King le transperça du regard pour le défier de le mettre en colère. Mais il était bien trop épuisé pour que Katakuri se sente un tant soit peu intimidé. Il n'avait pas besoin de voir l'avenir, il savait déjà que King ne lui ferait rien.
— Que tu surréagis, conclut-il. Il est trop tôt pour confirmer quoi que ce soit.
Il eut un petit sourire triste.
— Tu as raison, il ne reste plus qu'à attendre de voir si c'est toi le plus naïf, ou moi le plus sensible.
— Aucun de nous n'est plus sensible ou naïf depuis longtemps.
— C'est vrai.
Katakuri laissa King boire tranquillement, sans lui demander ce qu'il lui voulait. Tant que cette conversation durait, il était satisfait. Même au fond du gouffre, King avait sur lui un effet apaisant spectaculaire. Il voulait en profiter au maximum.
— Comment vont tes ailes ?
Il avala une dernière gorgée et posa sa tasse sur le bureau.
— C'est pour ça que je suis là.
Il étira son aile blessée avec une grimace. Elle s'ouvrit assez grand pour combler toute la pièce. Katakuri n'était pas médecin, encore moins connaisseur de l'anatomie lunaria, mais elle semblait toujours douloureuse et partiellement déplumée.
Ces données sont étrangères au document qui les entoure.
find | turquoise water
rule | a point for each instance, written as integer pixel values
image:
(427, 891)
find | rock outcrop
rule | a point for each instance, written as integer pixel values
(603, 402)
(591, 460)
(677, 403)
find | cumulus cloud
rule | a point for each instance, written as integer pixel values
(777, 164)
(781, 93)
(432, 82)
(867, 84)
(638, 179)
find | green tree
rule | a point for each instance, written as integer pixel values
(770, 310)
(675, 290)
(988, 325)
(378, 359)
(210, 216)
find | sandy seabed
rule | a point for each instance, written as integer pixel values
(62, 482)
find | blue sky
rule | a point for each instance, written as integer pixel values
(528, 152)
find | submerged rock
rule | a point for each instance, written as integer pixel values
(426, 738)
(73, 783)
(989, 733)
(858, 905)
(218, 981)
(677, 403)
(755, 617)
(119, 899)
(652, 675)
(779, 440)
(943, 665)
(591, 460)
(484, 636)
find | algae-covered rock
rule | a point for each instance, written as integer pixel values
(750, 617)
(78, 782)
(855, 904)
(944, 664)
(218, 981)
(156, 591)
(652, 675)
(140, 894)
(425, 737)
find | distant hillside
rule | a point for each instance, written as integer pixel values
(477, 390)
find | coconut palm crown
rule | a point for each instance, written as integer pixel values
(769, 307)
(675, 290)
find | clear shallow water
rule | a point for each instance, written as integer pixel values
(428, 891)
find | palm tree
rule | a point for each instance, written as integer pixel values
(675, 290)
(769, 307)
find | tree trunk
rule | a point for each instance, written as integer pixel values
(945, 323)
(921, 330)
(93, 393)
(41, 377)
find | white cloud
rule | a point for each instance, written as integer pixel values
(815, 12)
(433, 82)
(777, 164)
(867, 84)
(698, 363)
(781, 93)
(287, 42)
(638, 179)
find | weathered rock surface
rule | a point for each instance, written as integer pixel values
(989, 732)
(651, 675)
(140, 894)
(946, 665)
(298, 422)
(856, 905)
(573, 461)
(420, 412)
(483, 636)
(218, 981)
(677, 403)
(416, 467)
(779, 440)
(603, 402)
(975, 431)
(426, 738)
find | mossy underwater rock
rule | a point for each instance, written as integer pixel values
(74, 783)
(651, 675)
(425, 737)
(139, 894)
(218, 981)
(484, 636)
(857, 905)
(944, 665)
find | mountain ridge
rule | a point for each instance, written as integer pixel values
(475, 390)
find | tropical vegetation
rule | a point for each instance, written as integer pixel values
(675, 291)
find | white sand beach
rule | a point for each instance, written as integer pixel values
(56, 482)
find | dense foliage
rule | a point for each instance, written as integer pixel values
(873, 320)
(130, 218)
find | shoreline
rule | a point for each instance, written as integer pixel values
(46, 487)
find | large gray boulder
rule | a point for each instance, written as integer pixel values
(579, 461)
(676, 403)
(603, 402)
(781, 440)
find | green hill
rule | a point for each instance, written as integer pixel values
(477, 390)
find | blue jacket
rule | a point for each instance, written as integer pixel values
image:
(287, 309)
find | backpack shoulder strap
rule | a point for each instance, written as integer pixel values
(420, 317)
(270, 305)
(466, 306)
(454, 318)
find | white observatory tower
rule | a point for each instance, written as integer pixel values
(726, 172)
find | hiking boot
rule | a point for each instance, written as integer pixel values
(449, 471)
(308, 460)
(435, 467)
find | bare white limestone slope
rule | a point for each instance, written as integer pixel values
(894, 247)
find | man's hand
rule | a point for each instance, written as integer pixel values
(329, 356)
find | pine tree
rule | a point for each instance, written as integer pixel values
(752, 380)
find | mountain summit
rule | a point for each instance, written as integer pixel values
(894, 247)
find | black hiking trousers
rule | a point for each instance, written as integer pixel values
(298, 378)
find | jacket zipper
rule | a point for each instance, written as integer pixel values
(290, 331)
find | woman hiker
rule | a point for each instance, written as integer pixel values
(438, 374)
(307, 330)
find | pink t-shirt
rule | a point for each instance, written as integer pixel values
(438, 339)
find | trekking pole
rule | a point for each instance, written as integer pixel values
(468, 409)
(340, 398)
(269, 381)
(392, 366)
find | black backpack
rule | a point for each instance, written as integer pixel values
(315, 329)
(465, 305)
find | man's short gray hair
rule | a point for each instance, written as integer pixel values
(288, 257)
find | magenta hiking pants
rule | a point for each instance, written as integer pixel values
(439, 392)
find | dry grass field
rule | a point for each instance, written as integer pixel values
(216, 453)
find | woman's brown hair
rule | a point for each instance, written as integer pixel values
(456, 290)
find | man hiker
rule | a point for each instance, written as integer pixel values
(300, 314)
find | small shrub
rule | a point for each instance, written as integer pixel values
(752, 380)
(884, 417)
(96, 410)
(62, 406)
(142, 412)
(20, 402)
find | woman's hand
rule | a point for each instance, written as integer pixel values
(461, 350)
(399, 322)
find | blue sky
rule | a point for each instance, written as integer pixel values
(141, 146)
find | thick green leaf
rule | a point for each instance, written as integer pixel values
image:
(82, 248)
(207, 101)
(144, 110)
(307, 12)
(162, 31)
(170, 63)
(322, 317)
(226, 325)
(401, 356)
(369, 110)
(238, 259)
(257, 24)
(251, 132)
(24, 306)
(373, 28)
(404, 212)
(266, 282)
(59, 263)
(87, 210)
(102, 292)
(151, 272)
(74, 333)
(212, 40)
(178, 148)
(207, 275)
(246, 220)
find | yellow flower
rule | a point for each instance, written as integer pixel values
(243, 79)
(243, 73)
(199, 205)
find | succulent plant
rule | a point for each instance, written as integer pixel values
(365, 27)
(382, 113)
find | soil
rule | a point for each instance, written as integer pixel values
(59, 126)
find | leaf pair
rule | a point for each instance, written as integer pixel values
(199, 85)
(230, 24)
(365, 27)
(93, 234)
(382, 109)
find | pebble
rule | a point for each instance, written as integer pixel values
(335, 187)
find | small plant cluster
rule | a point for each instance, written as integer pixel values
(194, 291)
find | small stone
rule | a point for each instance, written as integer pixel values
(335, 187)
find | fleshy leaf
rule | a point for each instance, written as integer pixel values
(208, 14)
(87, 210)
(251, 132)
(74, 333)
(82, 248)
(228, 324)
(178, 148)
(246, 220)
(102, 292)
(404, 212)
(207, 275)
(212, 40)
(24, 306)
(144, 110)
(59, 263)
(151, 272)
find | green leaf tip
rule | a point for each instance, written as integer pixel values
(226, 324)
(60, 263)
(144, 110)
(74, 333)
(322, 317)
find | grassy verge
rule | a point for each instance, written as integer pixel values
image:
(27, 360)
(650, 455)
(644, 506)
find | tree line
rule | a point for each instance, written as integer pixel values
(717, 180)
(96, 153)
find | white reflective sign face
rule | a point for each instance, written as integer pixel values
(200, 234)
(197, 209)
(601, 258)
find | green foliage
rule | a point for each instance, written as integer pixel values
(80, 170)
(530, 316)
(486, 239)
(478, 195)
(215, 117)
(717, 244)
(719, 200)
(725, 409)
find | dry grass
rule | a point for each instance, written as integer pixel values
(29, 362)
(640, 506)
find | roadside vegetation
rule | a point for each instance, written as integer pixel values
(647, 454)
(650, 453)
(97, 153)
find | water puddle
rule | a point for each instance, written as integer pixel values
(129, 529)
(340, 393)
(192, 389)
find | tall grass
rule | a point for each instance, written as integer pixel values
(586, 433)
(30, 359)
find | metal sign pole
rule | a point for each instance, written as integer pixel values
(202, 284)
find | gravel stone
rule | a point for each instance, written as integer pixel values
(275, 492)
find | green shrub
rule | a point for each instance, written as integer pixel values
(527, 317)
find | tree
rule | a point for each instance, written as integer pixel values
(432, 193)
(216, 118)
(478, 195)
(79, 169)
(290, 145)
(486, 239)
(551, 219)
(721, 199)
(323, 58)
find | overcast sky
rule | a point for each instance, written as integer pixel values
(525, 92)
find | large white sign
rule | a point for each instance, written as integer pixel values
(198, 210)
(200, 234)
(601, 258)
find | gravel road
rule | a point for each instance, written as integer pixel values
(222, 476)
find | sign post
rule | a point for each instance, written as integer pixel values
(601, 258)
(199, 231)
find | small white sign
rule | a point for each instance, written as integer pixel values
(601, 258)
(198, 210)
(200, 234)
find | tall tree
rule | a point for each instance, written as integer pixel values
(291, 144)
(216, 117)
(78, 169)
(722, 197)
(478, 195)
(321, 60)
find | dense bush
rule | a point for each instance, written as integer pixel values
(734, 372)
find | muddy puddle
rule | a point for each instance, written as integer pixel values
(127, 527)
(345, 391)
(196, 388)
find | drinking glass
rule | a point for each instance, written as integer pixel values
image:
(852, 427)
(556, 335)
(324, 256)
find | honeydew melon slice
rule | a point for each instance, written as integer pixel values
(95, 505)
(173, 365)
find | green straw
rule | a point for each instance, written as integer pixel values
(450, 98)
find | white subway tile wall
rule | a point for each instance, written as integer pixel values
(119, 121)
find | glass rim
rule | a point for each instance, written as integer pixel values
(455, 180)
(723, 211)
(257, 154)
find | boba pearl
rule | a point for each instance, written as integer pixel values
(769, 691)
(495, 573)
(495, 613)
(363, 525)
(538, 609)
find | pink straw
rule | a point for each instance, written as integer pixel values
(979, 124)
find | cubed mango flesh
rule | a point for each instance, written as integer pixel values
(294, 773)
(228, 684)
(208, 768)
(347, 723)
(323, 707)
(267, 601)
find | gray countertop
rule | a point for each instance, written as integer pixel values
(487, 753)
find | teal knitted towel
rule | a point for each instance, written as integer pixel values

Si King avait réussi à décoller l'autre soir, il s'était certainement fait très mal au passage.
— J'ai besoin de la muscler, dit-il en l'agitant devant Katakuri, à qui cet appendice paraissait si étrange. Mais je ne peux pas faire ça en intérieur pour des raisons évidentes.
Un soubresaut agita son aile et ses longues plumes renversèrent tout un bloc de dossiers fraîchement classés — faits de divers traités d'alliance avec d'autres pirates — comme pour prouver ces dires.
— Tu pouvais t'abstenir de faire ça, grommela Katakuri. Je t'aurais cru sur parole.
— Hm. Je n'ai pas fait exprès.
— Oh.
— D'où ma question : quel est l'endroit le plus calme de l'île ? Où je pourrais m'exercer comme je veux et où je ne risque pas de me faire épier par toute la population. Ou par ton mobilier.
Katakuri connaissait déjà la réponse à cette question mais il hésitait à la lui donner. Le meilleur endroit où s'isoler lui appartenait. La seule personne autorisée à en fouler le sol était Brûlée. Le laisser y aller lui donnait un peu trop de prise sur son intimité. D'un autre côté, il avait l'air tellement gêné de le lui demander qu'il y avait peu de chances qu'il y prenne ses aises pour autre chose que se soigner. Mais si il l'autorisait à y aller, il risquait de mettre en danger son autorité.
Comme il restait silencieux, King se désista.
— Bon, d'accord, je me contenterai du toit.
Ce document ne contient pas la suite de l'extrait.